Review: Strippers vs Werewolves

Strippers vs Werewolves (2012)
You probably wouldn't expect a lot from a movie called "Strippers vs Werewolves", and you would be right not to but it does at least have a lot of strippers and some werewolves. The really weird thing is that they are all British as this takes place in London. Makes sense for the werewolves, but I didn't know they had strippers in England. Shows what I know. Hopefully they don't actually dance to any of the terrible music that they do in this movie. There are quite a few decent gags in the movie that had me laughing and a little bit of good violence. It definitely leans much more on the comedy side of the horror-comedy axis. Somehow they got Robert Englund for one scene, and his is easily the best performance in the whole movie. If they got him to be more involved in the movie it might have actually been kinda good. You might also recognize the club owner, Sarah Douglas, as Queen Taramis from Conan the Destroyer. If you ever find yourself drunk and flipping through netflix, and if you associate with me you probably do, its worth checking out.

Review: The Mummy's Curse

The Mummy's Curse (1944)
This will be my innagural review for the project I have started, the goal is to have a review for a horror movie I have never seen before for each day of the month of October.
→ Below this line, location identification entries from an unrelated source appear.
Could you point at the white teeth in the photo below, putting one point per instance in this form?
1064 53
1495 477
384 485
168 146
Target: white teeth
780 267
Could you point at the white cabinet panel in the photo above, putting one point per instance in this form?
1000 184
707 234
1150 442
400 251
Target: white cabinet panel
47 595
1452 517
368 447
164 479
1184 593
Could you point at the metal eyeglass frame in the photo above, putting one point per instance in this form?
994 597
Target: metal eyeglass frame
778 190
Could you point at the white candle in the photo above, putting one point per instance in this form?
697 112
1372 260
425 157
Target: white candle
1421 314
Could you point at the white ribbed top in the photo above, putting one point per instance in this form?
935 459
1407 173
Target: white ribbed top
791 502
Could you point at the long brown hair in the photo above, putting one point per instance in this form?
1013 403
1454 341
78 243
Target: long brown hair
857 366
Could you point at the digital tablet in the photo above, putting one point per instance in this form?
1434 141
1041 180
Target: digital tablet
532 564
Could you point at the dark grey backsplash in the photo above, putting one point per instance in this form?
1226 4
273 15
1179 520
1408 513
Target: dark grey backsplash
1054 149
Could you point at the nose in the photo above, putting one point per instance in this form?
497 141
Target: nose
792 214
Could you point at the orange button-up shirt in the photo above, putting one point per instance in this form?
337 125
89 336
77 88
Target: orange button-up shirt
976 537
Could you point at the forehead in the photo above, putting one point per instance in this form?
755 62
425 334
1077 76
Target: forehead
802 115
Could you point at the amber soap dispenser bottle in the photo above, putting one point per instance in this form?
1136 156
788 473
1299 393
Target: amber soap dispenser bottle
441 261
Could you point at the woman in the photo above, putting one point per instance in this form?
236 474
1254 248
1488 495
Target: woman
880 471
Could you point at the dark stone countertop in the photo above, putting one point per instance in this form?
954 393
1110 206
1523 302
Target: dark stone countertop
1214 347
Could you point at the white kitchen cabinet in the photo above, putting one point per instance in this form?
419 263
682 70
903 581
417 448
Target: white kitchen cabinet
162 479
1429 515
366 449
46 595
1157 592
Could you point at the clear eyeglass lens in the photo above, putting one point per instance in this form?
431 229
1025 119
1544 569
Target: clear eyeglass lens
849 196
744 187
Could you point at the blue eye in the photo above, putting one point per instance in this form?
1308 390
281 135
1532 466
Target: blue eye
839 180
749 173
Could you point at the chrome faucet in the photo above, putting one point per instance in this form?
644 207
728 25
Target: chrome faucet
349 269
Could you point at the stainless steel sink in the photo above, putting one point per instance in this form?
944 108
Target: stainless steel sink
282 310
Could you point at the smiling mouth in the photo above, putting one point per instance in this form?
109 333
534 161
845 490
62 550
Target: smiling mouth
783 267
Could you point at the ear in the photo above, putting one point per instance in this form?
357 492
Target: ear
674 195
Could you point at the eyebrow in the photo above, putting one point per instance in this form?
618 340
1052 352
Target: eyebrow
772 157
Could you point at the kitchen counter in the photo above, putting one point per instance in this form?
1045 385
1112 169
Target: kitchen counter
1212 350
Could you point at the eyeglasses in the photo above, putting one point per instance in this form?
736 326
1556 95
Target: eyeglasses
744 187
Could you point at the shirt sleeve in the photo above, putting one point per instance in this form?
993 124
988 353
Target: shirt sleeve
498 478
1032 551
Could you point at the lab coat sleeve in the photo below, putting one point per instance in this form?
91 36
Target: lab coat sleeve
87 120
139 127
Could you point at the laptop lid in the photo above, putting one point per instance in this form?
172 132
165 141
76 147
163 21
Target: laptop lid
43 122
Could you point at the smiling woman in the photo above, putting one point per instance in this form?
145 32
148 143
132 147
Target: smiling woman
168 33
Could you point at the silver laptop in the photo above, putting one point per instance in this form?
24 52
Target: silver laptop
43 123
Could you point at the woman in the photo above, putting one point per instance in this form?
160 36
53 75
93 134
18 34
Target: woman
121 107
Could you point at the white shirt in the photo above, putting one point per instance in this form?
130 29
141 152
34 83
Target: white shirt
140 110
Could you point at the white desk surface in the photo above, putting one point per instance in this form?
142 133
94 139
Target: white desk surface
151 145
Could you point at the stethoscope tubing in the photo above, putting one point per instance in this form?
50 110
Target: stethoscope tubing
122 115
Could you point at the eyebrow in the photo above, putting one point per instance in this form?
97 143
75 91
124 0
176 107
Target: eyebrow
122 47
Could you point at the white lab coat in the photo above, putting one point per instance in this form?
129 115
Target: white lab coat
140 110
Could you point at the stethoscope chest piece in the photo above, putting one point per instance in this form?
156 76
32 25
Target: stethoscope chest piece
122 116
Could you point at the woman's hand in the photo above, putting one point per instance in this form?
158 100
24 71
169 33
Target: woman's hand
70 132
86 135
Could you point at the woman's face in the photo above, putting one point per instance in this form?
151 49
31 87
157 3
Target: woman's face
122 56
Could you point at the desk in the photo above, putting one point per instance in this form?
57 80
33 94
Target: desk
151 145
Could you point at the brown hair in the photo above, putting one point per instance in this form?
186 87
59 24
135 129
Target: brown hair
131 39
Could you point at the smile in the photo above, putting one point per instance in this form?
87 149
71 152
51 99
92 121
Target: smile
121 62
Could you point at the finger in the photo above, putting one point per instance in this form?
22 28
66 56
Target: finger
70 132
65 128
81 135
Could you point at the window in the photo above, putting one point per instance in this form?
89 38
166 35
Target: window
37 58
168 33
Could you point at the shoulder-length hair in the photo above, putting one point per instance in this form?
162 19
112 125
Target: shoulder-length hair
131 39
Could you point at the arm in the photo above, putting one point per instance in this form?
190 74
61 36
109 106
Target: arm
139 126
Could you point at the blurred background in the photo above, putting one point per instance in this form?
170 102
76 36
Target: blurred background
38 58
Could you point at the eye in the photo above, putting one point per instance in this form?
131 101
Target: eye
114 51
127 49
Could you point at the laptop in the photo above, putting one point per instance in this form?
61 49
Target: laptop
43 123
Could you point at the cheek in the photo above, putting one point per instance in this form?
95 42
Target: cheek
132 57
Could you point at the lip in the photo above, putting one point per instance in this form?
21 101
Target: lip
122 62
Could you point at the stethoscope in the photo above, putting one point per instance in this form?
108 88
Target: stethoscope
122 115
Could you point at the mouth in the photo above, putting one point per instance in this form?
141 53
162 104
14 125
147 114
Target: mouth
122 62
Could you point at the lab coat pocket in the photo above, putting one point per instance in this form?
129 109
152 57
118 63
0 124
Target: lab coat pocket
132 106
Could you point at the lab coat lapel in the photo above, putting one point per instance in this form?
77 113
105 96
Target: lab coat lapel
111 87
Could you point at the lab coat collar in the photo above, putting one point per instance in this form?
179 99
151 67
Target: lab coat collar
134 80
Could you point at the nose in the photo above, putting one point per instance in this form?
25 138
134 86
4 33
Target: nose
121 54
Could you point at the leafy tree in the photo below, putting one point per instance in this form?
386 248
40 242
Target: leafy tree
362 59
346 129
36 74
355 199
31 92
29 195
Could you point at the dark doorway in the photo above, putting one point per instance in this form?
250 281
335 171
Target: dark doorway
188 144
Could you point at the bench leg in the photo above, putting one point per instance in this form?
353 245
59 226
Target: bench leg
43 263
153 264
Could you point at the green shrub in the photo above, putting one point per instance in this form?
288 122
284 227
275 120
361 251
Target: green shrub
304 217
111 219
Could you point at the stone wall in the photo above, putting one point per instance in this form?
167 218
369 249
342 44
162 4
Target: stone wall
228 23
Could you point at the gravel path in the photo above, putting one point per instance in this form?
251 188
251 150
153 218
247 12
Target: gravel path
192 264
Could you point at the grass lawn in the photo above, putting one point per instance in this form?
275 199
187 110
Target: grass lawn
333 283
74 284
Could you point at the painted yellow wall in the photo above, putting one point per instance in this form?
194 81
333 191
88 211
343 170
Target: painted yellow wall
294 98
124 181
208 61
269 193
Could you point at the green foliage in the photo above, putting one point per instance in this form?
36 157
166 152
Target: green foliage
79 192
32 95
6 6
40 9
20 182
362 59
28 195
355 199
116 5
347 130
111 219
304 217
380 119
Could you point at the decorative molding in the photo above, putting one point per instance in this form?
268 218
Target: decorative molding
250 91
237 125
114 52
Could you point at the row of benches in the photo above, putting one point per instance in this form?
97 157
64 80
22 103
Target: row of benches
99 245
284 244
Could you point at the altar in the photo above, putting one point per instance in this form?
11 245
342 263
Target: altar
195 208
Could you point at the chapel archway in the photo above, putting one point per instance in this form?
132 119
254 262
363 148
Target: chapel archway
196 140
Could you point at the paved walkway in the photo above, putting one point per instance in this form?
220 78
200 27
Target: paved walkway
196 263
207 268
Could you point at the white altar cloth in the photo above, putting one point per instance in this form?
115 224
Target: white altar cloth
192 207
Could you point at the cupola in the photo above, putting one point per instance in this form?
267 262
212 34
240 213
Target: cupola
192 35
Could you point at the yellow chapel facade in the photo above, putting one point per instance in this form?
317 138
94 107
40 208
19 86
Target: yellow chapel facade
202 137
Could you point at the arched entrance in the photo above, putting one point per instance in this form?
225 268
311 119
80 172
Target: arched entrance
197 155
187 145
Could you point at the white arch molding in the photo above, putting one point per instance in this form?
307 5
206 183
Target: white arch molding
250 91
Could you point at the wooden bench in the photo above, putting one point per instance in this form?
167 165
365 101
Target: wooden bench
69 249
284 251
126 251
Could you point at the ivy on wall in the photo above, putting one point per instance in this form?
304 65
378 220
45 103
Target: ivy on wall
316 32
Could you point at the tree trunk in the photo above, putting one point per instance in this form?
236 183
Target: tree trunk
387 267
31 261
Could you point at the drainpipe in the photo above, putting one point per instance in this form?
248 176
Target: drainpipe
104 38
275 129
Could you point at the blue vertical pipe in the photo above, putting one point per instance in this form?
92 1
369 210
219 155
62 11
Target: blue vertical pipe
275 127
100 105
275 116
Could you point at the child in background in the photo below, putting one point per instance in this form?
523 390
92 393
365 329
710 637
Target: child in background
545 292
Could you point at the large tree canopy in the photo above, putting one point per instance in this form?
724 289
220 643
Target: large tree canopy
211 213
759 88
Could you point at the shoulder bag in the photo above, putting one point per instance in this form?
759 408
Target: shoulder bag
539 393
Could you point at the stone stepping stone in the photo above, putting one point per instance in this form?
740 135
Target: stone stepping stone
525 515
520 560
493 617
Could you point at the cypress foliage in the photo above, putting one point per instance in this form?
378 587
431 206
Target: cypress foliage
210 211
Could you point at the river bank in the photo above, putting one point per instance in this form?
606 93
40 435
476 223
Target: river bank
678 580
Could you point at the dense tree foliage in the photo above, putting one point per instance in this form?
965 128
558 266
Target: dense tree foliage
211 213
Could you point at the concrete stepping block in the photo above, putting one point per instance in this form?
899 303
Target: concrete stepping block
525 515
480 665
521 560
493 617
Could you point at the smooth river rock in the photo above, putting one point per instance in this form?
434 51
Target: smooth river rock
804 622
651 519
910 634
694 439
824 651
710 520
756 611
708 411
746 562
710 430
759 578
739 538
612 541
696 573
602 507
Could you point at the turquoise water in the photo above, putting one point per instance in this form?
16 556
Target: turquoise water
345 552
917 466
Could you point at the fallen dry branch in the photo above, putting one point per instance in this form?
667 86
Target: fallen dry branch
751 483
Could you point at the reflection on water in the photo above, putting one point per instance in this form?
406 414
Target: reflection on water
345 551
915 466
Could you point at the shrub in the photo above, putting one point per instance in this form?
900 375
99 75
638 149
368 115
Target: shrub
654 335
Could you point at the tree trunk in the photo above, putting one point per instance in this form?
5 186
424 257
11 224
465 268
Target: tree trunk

Its mostly for my own amusement, but maybe I will get some of my friends to see some movies they otherwise wouldnt.
We are going to kick it off old-school with 1944's The Mummy's Curse. This would be one of the last original Mummy movies made by Universal, and the last time Lon Chaney Jr would wear the bandages for the role. The oddest thing about this movie is that its inexplicably set in the Louisiana swampland, where the previous two movies were set in New England. But it means we get to see 1940's stereotypes of Cajuns which is kind of entertaining. Its definitely not the best iteration of the plodding mummy looking for his undead girlfriend formula, but it has some fun moments.